In 1945 it was transferred to the San Francisco Mint and renumbered “5” to correspond with its place in the coining department there.
When coin production was temporarily halted at San Francisco in 1955, the old press was due to be scrapped. The state of Nevada purchased the press for $225 and it arrived back in Carson City in 1958.
However, with a severe coin shortage in 1964, the press was trucked to the Denver Mint and placed in operation, striking more than 188 million coins during the next three years.
The press was again returned to the Carson City Museum in 1967 and converted to a much slower electric drive. In 1976, it was used to strike Nevada Bicentennial medals in gold, silver, copper and bronze, and in following years created a lengthy series of medallions produced by the Nevada State Museum.
From 1885-1933 the Carson City Mint served as the U.S. Assay Office for gold and silver. The Federal Government sold the building to the state of Nevada in 1939, and was added to the National Register of Historic Places on Sept. 5, 1975.
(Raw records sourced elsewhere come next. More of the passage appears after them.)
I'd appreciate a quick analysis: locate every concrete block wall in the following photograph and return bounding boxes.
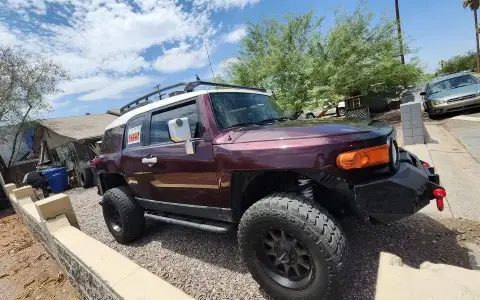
[400,102,425,145]
[5,184,193,300]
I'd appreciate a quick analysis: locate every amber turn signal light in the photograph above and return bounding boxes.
[337,144,390,170]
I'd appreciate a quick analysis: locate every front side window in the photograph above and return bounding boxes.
[150,102,200,145]
[429,74,478,94]
[124,115,145,148]
[210,93,285,129]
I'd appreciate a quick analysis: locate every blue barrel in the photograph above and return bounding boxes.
[42,168,68,193]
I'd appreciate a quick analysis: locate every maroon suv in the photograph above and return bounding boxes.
[97,81,445,299]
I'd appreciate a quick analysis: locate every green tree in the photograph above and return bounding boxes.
[437,51,477,74]
[0,46,68,167]
[463,0,480,72]
[226,6,422,109]
[395,0,405,64]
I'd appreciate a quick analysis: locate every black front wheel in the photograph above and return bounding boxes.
[238,193,348,299]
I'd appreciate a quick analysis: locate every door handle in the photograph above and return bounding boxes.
[142,157,157,167]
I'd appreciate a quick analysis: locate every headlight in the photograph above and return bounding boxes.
[388,139,400,172]
[430,100,445,106]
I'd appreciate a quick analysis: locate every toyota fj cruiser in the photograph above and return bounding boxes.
[96,81,445,299]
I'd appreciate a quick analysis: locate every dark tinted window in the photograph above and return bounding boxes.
[124,116,145,148]
[428,74,478,94]
[150,102,200,144]
[210,93,284,129]
[101,126,125,155]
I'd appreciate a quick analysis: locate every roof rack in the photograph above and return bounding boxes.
[120,80,267,115]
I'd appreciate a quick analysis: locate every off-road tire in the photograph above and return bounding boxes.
[80,168,94,189]
[102,186,145,244]
[238,193,349,300]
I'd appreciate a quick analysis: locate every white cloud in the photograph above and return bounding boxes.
[0,0,259,108]
[193,0,260,10]
[0,0,216,77]
[50,101,72,109]
[78,76,154,101]
[0,24,19,46]
[70,105,88,114]
[223,26,247,44]
[7,0,47,14]
[153,42,212,73]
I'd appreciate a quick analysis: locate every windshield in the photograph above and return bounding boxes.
[210,93,285,129]
[429,75,478,94]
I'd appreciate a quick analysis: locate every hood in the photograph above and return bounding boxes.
[215,119,392,144]
[428,84,480,101]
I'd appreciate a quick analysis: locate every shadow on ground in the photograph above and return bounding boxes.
[431,107,480,121]
[126,214,470,299]
[343,214,470,299]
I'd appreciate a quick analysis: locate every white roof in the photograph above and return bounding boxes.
[105,89,271,130]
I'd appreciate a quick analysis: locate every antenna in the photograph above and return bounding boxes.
[205,44,218,84]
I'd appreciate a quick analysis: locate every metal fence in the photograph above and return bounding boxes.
[1,159,38,186]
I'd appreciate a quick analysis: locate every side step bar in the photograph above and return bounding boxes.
[145,213,234,233]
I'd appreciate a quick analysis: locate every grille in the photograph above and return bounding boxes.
[447,94,477,102]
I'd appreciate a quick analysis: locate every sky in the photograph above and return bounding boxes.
[0,0,475,118]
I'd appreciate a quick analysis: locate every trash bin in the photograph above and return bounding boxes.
[42,168,68,193]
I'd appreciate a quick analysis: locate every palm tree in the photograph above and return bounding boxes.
[395,0,404,64]
[463,0,480,72]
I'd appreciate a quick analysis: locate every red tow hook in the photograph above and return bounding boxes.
[433,189,447,211]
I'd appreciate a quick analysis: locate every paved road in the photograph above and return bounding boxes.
[442,110,480,163]
[412,87,480,163]
[415,89,480,221]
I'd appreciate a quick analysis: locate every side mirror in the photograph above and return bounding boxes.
[168,118,195,154]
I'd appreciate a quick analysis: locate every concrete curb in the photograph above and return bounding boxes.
[5,184,193,300]
[375,252,480,300]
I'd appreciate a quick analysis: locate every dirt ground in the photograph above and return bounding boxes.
[0,210,82,300]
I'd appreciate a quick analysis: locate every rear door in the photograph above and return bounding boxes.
[120,114,148,197]
[136,97,221,217]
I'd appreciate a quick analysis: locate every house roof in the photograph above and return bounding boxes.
[39,114,117,141]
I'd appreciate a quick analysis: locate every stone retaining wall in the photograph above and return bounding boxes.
[5,184,192,300]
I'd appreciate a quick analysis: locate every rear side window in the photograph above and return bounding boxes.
[124,115,145,148]
[100,125,125,153]
[150,102,200,145]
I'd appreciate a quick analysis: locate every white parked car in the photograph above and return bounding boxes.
[303,101,345,119]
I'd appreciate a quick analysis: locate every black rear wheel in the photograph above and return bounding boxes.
[238,193,348,299]
[102,186,145,244]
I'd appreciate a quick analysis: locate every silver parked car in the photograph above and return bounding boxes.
[420,72,480,117]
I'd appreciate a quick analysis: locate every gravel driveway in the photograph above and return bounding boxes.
[67,188,469,300]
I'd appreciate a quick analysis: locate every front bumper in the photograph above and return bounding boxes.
[354,149,443,223]
[427,97,480,115]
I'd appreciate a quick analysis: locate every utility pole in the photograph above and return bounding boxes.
[395,0,405,65]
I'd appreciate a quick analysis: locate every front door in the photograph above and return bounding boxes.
[120,114,147,198]
[140,98,220,216]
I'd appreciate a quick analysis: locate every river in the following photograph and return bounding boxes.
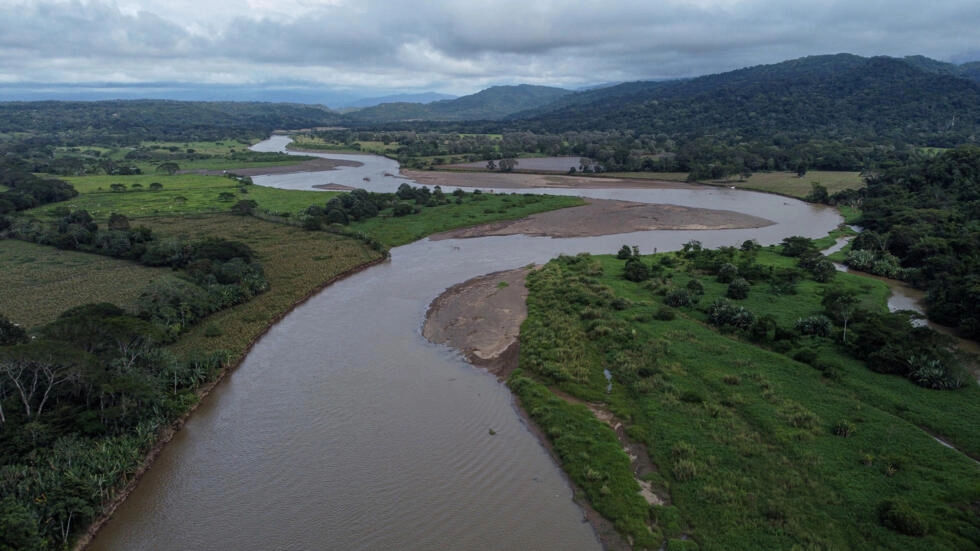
[91,137,841,550]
The Carson City Mint produced in both silver and gold, $50 million worth of coin. The last coin struck was an 1893 Morgan Silver Dollar.
All items now pressed are called medallions. It is no longer a mint as it no longer produces coins, which is currency.
The most rare coin to be struck at the Carson City Mint is a dime, called “1873-CC Without Arrows” dime, recently purchased at auction for $891,250. It is the only one of its kind known to exist.